READY PLAYER ONE (2018) 11 p.m. on TBS. To see two wildly different sides of Steven Spielberg, consider pairing his semi-autobiographical period drama, “The Fabelmans” (now in theaters), with his sci-fi bonanza “Ready Player One,” a movie that manages to be nostalgic despite being set in 2045. That’s because its dystopian world uses late 20th- and early 21st-century pop culture as its building blocks. The story, adapted from Ernest Cline’s 2011 novel of the same name, centers on a young man (Tye Sheridan) searching for treasure left behind by a dead virtual-reality world-builder (Mark Rylance).

Rosamund Pike and Ben Affleck in “Gone Girl.”Merrick Morton/20th Century Fox

GONE GIRL (2014) 7:25 p.m. on HBO. The musicians Trent Reznor and Atticus Ross, of the band Nine Inch Nails, composed the scores of two movies playing in theaters right now: Luca Guadagnino’s “Bones and All” and Sam Mendes’s “Empire of Light.” For an earlier example of their movie music, see this thriller from David Fincher, about a husband and wife (played by Ben Affleck and Rosamund Pike) whose lives derail when the wife, Amy, goes missing, and the husband, Nick, becomes a suspect in her disappearance.

A SOLDIER’S STORY (1984) 8 p.m. on TCM. The playwright Charles Fuller won the Pulitzer Prize for Drama in 1982 for “A Soldier’s Play,” about an investigation into the murder of a Black Army sergeant on a segregated Louisiana military base in the 1940s. And he wrote the screenplay of this film adaptation, which was directed by Norman Jewison and scored by Herbie Hancock. Fuller died in October, which makes the end of the year a poignant time to revisit the film.

New Year’s Eve decorations in Times Square earlier this month.Justin Lane/EPA, via Shutterstock

NEW YEAR’S EVE SHOWS on various networks. How do you take your New Year’s Eve programming? With sugar? See MILEY’S NEW YEAR’S EVE PARTY, hosted by Miley Cyrus and Dolly Parton, at 10:30 p.m. on NBC. With extra twang? How about NEW YEAR’S EVE LIVE: NASHVILLE’S BIG BASH, hosted by the singers Jimmie Allen and Elle King and the anchor Rachel Smith, at 10:30 p.m. on CBS. With a Times Square neon glaze? Try DICK CLARK’S NEW YEAR’S ROCKIN’ EVE WITH RYAN SEACREST 2023 at 10:30 p.m. on ABC. For those without cable TV, or who just want to watch the New York ball drop with minimal fuss, there’s a free livestream of the Times Square scene at timessquarenyc.org.
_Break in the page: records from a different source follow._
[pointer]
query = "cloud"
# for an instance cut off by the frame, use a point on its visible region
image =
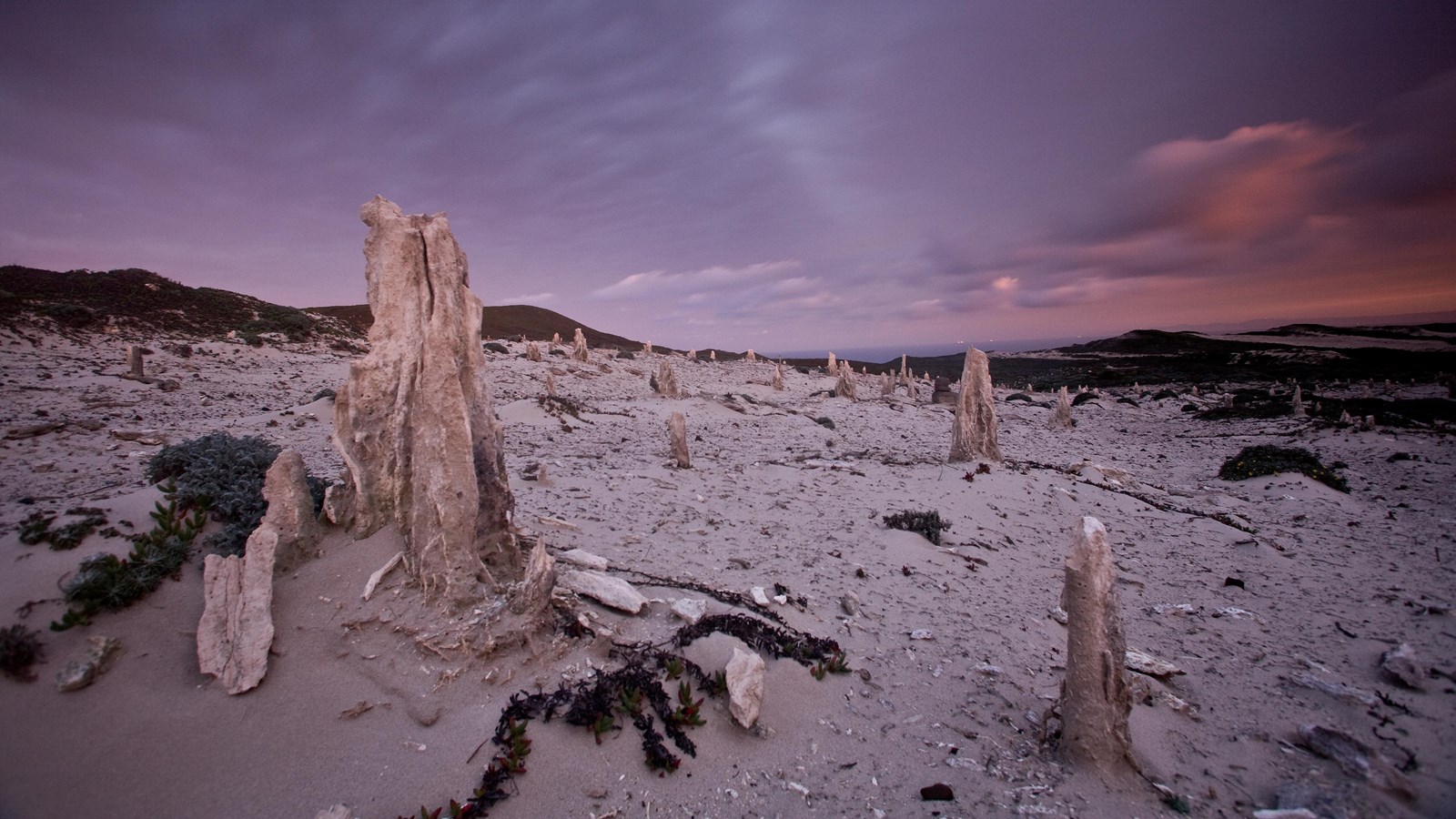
(699, 283)
(1285, 200)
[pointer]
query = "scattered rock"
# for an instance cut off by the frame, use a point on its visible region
(744, 687)
(939, 792)
(379, 574)
(691, 610)
(1149, 665)
(533, 593)
(1401, 665)
(135, 435)
(33, 430)
(1286, 814)
(608, 591)
(584, 560)
(1321, 804)
(1356, 758)
(101, 653)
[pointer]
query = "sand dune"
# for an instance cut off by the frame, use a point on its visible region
(956, 649)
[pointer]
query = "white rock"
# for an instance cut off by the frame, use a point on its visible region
(691, 610)
(584, 560)
(79, 673)
(1149, 665)
(744, 687)
(611, 592)
(237, 627)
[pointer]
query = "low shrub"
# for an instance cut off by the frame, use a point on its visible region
(19, 649)
(928, 523)
(223, 475)
(106, 581)
(36, 528)
(1269, 460)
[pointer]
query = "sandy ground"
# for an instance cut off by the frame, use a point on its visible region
(1330, 581)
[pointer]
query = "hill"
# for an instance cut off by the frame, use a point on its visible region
(145, 300)
(510, 321)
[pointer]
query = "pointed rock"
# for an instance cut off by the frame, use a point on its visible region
(667, 380)
(1096, 697)
(584, 560)
(975, 433)
(744, 687)
(846, 387)
(677, 440)
(290, 511)
(420, 440)
(1062, 417)
(237, 627)
(579, 347)
(541, 577)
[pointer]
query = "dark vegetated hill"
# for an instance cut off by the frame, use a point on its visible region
(509, 321)
(1149, 356)
(84, 299)
(1423, 331)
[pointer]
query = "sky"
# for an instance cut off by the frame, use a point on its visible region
(775, 175)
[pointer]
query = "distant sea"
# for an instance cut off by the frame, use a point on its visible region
(883, 354)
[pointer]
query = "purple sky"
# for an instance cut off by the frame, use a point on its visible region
(772, 175)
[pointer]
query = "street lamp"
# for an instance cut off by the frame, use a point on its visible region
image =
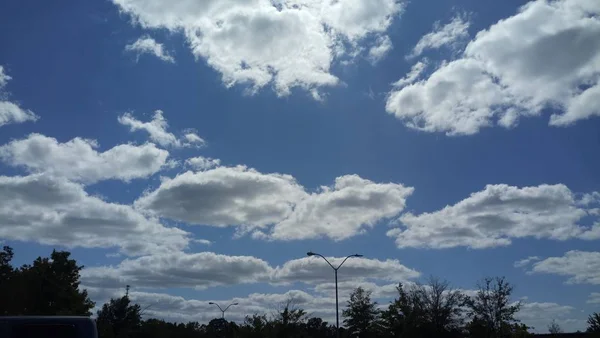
(337, 315)
(222, 311)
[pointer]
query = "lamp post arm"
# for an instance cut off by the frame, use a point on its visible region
(344, 261)
(326, 261)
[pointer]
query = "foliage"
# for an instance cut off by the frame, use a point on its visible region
(360, 317)
(119, 318)
(51, 286)
(594, 323)
(432, 310)
(491, 310)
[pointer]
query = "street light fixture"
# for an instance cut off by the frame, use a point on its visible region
(335, 269)
(222, 311)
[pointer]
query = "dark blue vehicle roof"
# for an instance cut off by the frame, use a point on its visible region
(47, 327)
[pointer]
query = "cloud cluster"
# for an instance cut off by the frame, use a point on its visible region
(54, 211)
(147, 45)
(79, 160)
(539, 314)
(244, 197)
(447, 35)
(319, 304)
(594, 298)
(494, 216)
(11, 112)
(202, 163)
(499, 77)
(582, 267)
(287, 43)
(157, 130)
(207, 269)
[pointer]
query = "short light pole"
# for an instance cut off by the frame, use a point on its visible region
(222, 311)
(337, 314)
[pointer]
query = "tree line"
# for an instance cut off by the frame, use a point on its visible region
(50, 286)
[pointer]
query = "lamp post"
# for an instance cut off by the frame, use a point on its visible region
(222, 311)
(337, 315)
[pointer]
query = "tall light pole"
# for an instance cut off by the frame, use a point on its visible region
(222, 311)
(337, 314)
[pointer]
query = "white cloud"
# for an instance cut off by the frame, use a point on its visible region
(594, 298)
(202, 163)
(54, 211)
(319, 304)
(415, 72)
(224, 196)
(494, 216)
(286, 43)
(202, 241)
(526, 261)
(79, 160)
(157, 129)
(381, 49)
(179, 270)
(314, 270)
(193, 138)
(582, 267)
(350, 207)
(378, 291)
(499, 77)
(179, 309)
(540, 314)
(249, 199)
(447, 35)
(4, 78)
(11, 112)
(207, 269)
(147, 45)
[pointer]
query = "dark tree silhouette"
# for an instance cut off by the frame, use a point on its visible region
(119, 318)
(50, 286)
(6, 279)
(491, 309)
(425, 310)
(361, 315)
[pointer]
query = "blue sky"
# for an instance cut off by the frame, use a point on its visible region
(288, 126)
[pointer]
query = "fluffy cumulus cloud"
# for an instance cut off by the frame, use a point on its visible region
(526, 261)
(314, 270)
(252, 200)
(157, 130)
(380, 49)
(286, 43)
(447, 35)
(53, 211)
(79, 159)
(351, 206)
(494, 216)
(224, 196)
(179, 309)
(207, 269)
(499, 78)
(582, 267)
(202, 163)
(539, 314)
(147, 45)
(11, 112)
(178, 269)
(594, 298)
(320, 303)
DIONNE WARWICK: DON’T MAKE ME OVER (2023) 9 p.m. on CNN. This new documentary about the singer Dionne Warwick’s art and activism pairs archival materials with an impressive slate of interviewees that includes Quincy Jones, Gladys Knight, Olivia Newton-John, Smokey Robinson, Elton John, Snoop Dogg, Gloria Estefan and Alicia Keys. The doc picked up solid reviews when it opened at the Toronto International Film Festival last year; it makes its wider debut on Sunday.